Installation Instructions

Requires Python 3.9+. You can use pip directly or set up a virtual environment.

Option A: pip (simplest)

pip install -r requirements.txt

Option B: Conda

conda create --name flamingo-v0 python=3.9.12
conda activate flamingo-v0
pip install -r requirements.txt

Private Sum

The code is in branch main.

First enter into folder pki_files, and run

python setup_pki.py

Command-Line Options

-c [protocol name]                  flamingo or google_malicious
-n [number of clients]              power of 2, minimum 128 (e.g., 128, 256, 512)
-i [number of iterations]           number of protocol iterations
-p [parallel mode]                  1=on, 0=off
-o [neighborhood size]              multiplicative factor of log(n)
-s [random seed]                    for reproducibility (optional)
-e [vector length]                  override input vector length (optional)
-w [wait mode]                      fixed or adaptive (default: fixed)
--wait_threshold [fraction]         threshold for adaptive mode (default: 0.9)
-d [debug mode]                     1=on, 0=off

Example commands:

python abides.py -c flamingo -n 128 -i 1 -p 1
python abides.py -c flamingo -n 256 -i 1 -w adaptive --wait_threshold 0.9
python abides.py -c google_malicious -n 256 -i 1 -w adaptive -e 10000

If you want to print out information of every agent, add -d 1 to the above command.

NOTE: For ease of benchmarking, we separate the setup phase (folder dkg) and the private sum phase (folder flamingo).

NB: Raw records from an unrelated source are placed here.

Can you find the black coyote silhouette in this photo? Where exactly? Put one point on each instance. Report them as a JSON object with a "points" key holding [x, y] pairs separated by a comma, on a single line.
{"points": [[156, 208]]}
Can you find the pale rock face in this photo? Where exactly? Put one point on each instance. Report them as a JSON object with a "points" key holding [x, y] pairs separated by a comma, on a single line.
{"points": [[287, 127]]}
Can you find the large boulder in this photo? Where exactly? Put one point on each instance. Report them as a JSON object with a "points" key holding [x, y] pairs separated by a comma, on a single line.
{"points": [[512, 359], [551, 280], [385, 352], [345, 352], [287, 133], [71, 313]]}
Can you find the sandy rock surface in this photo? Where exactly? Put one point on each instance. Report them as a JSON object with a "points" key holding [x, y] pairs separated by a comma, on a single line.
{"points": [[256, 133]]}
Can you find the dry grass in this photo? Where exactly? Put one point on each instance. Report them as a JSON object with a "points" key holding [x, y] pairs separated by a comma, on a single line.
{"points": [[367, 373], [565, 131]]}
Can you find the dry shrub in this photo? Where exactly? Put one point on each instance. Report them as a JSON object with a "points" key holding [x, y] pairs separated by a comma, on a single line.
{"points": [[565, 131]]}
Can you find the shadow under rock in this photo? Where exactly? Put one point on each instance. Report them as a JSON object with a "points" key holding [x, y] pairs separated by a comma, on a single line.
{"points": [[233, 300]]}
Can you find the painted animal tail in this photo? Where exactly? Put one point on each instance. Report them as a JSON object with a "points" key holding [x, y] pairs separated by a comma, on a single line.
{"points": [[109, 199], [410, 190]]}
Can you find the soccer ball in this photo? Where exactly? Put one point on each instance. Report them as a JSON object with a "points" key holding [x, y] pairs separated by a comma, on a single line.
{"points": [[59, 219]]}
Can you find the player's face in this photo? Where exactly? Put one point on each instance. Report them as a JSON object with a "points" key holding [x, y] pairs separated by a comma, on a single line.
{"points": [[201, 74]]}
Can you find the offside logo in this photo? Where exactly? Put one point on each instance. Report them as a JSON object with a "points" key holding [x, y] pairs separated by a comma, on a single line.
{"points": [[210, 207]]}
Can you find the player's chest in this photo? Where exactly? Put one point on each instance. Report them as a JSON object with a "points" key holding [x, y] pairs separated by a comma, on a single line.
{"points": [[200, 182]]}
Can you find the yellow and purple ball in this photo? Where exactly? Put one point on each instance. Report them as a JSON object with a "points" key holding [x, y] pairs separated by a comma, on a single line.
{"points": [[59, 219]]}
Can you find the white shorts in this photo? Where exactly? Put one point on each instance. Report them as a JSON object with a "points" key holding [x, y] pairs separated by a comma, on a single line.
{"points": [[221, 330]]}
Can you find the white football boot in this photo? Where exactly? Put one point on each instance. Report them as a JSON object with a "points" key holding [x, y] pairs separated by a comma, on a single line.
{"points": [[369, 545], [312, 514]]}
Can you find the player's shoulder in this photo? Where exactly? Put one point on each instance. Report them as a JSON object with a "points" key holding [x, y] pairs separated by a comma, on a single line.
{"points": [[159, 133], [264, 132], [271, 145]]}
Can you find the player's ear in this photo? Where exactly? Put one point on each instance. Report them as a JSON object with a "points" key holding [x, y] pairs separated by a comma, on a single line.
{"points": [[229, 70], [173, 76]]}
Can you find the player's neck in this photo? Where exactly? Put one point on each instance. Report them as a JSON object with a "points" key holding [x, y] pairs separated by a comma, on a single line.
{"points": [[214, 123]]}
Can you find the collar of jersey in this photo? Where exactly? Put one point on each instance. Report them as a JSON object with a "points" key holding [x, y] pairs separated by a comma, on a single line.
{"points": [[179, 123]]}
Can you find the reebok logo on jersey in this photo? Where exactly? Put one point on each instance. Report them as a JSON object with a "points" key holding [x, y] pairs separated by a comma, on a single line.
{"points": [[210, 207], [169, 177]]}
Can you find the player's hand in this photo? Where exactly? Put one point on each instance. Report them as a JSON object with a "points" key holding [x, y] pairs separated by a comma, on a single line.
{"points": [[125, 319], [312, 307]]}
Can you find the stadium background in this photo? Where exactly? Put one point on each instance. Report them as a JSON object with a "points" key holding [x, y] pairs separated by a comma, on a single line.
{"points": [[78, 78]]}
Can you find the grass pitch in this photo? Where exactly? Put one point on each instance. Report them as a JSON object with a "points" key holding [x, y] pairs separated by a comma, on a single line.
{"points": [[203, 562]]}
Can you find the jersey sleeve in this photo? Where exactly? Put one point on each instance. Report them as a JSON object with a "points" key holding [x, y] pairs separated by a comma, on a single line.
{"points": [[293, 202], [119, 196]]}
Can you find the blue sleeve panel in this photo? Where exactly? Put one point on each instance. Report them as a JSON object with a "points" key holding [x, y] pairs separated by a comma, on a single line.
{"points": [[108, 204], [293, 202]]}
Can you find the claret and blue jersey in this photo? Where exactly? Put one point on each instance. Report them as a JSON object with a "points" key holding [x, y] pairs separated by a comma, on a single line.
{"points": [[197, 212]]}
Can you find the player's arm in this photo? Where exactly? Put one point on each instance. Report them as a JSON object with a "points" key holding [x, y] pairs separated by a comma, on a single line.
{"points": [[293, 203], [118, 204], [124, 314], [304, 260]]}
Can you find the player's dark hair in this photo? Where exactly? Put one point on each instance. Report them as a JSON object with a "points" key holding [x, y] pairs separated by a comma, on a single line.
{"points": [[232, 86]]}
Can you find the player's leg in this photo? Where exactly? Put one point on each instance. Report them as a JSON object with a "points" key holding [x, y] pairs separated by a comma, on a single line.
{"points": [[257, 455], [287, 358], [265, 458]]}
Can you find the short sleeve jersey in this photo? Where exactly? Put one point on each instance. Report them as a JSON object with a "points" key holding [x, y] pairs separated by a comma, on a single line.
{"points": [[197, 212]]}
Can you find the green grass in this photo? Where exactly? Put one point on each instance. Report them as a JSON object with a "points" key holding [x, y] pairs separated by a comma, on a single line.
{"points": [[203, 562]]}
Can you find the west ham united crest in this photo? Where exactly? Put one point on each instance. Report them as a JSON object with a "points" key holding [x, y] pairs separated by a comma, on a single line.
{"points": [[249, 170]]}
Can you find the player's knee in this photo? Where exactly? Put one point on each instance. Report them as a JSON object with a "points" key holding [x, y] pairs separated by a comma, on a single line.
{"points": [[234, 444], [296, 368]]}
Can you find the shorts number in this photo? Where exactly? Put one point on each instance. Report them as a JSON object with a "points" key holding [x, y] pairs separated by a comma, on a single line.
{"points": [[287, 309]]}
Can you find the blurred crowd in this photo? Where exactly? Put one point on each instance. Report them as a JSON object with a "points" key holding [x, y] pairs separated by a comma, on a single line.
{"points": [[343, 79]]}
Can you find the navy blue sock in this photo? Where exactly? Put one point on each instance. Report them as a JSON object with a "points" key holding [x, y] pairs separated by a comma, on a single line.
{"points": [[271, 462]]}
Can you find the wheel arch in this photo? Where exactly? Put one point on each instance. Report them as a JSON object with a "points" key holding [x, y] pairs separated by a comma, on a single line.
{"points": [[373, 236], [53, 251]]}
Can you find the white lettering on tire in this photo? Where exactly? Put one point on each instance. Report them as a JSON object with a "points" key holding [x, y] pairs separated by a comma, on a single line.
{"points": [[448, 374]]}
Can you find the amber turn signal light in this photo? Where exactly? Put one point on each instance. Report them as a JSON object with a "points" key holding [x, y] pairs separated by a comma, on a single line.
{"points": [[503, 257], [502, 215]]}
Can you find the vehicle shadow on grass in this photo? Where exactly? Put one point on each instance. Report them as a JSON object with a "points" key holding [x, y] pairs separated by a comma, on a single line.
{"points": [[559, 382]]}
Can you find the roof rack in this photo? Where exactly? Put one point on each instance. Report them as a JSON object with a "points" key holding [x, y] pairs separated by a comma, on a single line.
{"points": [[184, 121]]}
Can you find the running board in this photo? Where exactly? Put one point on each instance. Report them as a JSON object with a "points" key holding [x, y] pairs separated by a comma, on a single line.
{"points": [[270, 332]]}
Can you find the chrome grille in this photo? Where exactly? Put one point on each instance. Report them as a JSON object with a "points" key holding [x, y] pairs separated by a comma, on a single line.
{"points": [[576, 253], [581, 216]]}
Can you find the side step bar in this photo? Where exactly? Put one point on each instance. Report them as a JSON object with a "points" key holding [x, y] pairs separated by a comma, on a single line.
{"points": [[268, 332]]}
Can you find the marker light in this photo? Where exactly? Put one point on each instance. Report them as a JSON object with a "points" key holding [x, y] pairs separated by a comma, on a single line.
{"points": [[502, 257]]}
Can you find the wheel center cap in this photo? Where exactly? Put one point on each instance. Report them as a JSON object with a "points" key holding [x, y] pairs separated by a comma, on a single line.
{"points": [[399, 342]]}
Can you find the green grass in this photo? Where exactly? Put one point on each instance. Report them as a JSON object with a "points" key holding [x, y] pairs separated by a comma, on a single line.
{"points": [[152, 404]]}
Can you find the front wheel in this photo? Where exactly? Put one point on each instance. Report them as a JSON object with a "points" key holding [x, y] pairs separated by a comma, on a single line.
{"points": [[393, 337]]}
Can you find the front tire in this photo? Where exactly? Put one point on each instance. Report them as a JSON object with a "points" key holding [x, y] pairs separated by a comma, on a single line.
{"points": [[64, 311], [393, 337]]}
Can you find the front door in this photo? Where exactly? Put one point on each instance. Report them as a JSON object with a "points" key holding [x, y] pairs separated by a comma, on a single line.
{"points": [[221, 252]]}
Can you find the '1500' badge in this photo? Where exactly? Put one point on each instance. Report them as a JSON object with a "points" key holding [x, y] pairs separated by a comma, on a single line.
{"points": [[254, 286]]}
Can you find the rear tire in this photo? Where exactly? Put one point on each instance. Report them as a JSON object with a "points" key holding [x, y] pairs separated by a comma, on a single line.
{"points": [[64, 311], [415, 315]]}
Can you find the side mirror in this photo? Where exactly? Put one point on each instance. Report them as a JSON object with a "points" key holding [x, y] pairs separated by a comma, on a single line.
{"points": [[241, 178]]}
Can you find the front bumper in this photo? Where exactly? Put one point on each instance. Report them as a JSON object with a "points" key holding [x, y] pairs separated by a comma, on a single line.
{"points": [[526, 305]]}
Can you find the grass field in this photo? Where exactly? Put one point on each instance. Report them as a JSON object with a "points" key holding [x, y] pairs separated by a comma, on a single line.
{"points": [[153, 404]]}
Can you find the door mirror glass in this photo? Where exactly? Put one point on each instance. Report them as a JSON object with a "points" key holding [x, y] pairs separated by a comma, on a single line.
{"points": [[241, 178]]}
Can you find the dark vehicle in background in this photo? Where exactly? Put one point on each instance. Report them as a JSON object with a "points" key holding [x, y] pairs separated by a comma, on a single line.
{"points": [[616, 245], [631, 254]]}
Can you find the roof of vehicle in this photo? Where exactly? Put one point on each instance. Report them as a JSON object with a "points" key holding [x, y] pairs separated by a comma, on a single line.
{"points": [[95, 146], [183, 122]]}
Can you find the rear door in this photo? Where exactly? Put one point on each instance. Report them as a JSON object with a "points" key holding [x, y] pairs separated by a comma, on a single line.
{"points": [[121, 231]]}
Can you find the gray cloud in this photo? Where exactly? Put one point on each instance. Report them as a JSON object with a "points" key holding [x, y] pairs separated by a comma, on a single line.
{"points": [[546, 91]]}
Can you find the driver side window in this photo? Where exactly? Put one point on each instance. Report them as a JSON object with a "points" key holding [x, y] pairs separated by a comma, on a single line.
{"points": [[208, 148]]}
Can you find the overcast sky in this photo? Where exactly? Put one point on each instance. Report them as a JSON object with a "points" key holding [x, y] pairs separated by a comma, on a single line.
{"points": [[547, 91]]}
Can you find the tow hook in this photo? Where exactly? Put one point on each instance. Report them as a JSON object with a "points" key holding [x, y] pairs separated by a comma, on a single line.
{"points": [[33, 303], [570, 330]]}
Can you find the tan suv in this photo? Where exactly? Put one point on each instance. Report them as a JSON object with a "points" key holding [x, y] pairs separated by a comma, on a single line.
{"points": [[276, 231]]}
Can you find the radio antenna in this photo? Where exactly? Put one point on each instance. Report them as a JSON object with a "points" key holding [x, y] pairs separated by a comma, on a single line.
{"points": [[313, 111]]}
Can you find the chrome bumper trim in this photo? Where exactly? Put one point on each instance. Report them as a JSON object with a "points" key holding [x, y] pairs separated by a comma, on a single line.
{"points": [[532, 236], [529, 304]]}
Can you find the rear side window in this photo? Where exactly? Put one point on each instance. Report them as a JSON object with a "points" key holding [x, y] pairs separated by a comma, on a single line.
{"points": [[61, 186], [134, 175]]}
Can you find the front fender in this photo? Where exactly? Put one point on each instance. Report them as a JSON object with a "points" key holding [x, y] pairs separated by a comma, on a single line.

You can execute the command above directly as we provide the shares of the secret key to decryptors (a small random subset of clients) before the summation begins. If you wish to benchmark the setup independently, run python abides.py -c dkg -n [number of decryptors].

Server Waiting Modes: Fixed vs. Adaptive

The server supports two waiting modes that control when it proceeds from one round to the next.

  • Fixed mode (-w fixed): The server waits for a preconfigured timeout in each round (set in util/param.py), regardless of how many messages have arrived. Simple and predictable, but wastes time if messages arrive early.

  • Adaptive mode (-w adaptive): The server proceeds as soon as enough messages arrive, based on per-round trigger conditions. A 60-second safety timeout prevents indefinite waiting. This significantly reduces end-to-end latency (typically 29-40% faster) with only a marginal decrease in participation.

The two protocols have different round structures, so adaptive mode behaves differently for each.

Flamingo Protocol

Flamingo has 3 rounds per iteration (after initialization). In adaptive mode, all 3 rounds are threshold-based — the server proceeds once it receives a sufficient fraction of expected messages.

Round Name Fixed Timeout Adaptive Trigger
1 report 10s wait_threshold of num_clients vectors received (default 90%)
2 crosscheck 3s 2/3 of committee signatures received
3 reconstruction 3s committee_threshold decryption shares received (determined by protocol parameters)

Round 3 uses a hard threshold (committee_threshold) derived from the committee size and secret-sharing fraction, not the configurable wait_threshold.

Google Malicious Protocol

Google Malicious has 6 rounds per iteration: 3 setup rounds followed by 3 aggregation rounds. In adaptive mode, only 1 round uses the configurable threshold; the rest wait for all expected messages.

Round Name Fixed Timeout Adaptive Trigger
1 advertise_keys 10s All num_clients pubkeys received
2 establish_graph 10s All graph choices received
3 forward_shares 30s All backup shares received
4 collection 10s wait_threshold of vectors received (default 90%)
5 check_alive 3s All ACKs from online clients
6 reconstruction 2s All reconstruction shares from online clients

Rounds 1-3 are setup phases where every client's data is needed for correct pairwise mask construction, so they require 100% participation. Only Round 4 (collection) applies the configurable wait_threshold. Rounds 5-6 wait for all online clients — here "online" refers to the set of clients that successfully submitted their masked vector in Round 4 (collection). Any client that did not respond in Round 4 is considered offline/dropped out, and Rounds 5-6 only expect messages from the remaining online set.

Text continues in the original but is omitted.